Burrows to Receive the ASME Koski Medal
NEW YORK, Aug. 15, 2008 – Dr. Clifford R. Burrows, a resident of Bath, UK, and research professor and chairman of the Innovative Manufacturing Research Centre at the University of Bath, will be honored by ASME for outstanding and sustained contributions to research and education in the field of fluid power motion and control. He will receive the Society’s 2008 Robert E. Koski Medal.
The medal, established in 2007, recognizes an individual who has advanced the art and practice of fluid power motion and control through education and/or innovation. It will be presented to Burrows during the Bath/ASME Symposium on Fluid Power and Motion Control being held in Bath, UK, Sept. 10 through 12.
Dr. Burrows was appointed professor of systems engineering and director of the Fluid Power Centre (FPC) at the University of Bath in 1987. The FPC was renamed the Centre for Power Transmission and Motion Control in 1998 to reflect its enhanced range of research activities, and Burrows continued as director through 2005. The centre’s outstanding quality of research and its industrial significance were recognized in 2001 with a Queen’s Anniversary Prize for Higher and Further Education.
Burrows also served the University of Bath as head of the department of mechanical engineering (1990-95) and inaugural Hebron and Medlock dean of the faculty of engineering and design (1996-2002). He is now in semi-retirement.
Previously Burrows was professor and head of the department of dynamics and control at Strathclyde University (Glasgow, UK), after serving as a reader in mechanical engineering at the University of Sussex, UK. He has published nearly 250 papers in journals and conference proceedings. He inaugurated the Annual Bath International Workshop on Fluid Power in 1988 and was co-editor of the proceedings until 2005.
Burrows has been a regular contributor to ASME meetings and published a number of papers in Transactions journals. In the early 1990s he was instrumental in fostering European participation in the Society’s Fluid Power Section.
A Fellow of the Institution of Mechanical Engineers, Burrows serves as editor in chief of the Journal of Systems and Control Engineering.
Burrows was elected a Fellow of the Royal Academy of Engineering in 1998 and was appointed OBE (Officer of the Order of the British Empire) in the Queen’s Birthday Honours List in 2005 for services to higher education and engineering.

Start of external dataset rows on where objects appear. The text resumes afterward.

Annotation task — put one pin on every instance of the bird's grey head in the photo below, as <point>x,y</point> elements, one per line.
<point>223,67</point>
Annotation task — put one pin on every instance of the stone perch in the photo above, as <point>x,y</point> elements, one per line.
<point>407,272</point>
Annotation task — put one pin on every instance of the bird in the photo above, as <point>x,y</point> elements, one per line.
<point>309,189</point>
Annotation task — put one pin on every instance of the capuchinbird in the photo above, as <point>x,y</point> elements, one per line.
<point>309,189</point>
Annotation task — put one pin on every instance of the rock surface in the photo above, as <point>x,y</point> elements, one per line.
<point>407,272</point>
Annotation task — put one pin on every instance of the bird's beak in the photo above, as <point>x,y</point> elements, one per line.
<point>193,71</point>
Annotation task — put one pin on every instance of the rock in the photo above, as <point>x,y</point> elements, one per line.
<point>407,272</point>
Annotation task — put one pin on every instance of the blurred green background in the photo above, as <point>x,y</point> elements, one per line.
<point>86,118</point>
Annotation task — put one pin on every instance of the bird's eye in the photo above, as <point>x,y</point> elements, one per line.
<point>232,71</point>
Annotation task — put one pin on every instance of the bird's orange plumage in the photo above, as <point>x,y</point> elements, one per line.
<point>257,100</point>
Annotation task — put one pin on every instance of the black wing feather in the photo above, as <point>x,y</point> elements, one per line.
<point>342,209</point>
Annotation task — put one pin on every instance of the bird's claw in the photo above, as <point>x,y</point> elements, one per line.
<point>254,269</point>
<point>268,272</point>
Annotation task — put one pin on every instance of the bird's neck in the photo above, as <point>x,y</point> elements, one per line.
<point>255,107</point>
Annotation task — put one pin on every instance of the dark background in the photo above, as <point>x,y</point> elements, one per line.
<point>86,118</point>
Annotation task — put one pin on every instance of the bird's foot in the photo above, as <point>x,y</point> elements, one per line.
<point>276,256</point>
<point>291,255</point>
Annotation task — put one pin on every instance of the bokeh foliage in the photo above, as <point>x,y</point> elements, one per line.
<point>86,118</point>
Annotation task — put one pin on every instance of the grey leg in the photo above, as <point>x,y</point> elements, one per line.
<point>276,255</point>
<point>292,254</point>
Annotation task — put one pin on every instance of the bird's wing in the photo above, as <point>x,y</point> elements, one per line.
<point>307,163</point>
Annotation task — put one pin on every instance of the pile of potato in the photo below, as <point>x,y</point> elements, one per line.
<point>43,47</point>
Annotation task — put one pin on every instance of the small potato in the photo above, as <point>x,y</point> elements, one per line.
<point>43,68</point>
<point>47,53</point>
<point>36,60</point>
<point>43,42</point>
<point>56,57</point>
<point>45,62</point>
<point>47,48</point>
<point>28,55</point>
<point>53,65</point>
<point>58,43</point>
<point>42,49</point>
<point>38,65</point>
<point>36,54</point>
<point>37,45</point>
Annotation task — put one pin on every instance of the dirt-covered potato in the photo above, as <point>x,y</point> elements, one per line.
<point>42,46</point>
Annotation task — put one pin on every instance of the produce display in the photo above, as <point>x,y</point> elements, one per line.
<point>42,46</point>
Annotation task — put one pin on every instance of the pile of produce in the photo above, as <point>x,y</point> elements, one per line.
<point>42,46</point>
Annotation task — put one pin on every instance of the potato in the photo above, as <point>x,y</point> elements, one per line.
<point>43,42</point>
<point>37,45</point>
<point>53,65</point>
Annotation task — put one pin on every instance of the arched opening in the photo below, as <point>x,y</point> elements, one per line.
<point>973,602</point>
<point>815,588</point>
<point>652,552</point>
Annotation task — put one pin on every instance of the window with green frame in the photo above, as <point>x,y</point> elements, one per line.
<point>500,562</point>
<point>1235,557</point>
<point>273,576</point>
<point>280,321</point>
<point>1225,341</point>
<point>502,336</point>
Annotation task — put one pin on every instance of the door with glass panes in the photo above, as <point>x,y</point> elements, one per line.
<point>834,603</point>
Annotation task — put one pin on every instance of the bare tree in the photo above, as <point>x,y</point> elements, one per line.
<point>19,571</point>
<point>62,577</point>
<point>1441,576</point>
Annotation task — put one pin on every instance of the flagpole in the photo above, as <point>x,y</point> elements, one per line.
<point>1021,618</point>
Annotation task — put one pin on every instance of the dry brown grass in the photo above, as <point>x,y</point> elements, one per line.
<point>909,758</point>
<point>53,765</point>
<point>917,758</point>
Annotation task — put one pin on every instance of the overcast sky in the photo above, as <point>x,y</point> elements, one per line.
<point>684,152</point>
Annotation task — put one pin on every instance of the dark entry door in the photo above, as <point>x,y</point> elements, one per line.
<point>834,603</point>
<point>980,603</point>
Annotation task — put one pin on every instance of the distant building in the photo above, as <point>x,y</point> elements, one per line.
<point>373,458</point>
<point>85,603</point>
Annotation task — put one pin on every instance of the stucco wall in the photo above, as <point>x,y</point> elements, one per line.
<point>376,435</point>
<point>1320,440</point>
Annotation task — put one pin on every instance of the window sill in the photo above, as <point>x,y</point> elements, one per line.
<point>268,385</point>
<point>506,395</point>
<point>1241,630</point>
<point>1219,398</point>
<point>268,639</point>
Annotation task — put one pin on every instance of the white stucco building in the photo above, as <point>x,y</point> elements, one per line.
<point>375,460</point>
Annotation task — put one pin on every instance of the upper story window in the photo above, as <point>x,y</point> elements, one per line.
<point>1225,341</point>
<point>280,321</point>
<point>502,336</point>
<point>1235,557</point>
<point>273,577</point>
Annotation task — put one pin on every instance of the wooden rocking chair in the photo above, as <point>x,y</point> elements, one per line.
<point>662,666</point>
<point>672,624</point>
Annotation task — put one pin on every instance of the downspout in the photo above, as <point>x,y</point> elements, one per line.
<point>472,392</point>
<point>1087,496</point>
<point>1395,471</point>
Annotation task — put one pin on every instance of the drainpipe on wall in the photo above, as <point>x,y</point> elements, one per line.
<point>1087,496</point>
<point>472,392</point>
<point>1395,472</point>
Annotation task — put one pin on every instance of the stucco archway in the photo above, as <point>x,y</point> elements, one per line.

Burrows received his bachelor’s degree in mechanical engineering at the University of Wales, Swansea, in 1962. He earned his Ph.D. in automatic control at the University of London in 1968 and his D.Sc. at the University of London in 1989. The Technical University of Aachen, Germany, and the University of Aston (Birmingham, UK) awarded him honorary doctoral degrees in 2000 and 2001, respectively. Burrows is a chartered professional engineer in the U.K.
Founded in 1880 as the American Society of Mechanical Engineers, ASME is a not-for-profit professional organization promoting the art, science and practice of mechanical and multidisciplinary engineering and allied sciences. ASME develops codes and standards that enhance public safety, and provides lifelong learning and technical exchange opportunities benefiting the global engineering and technology community.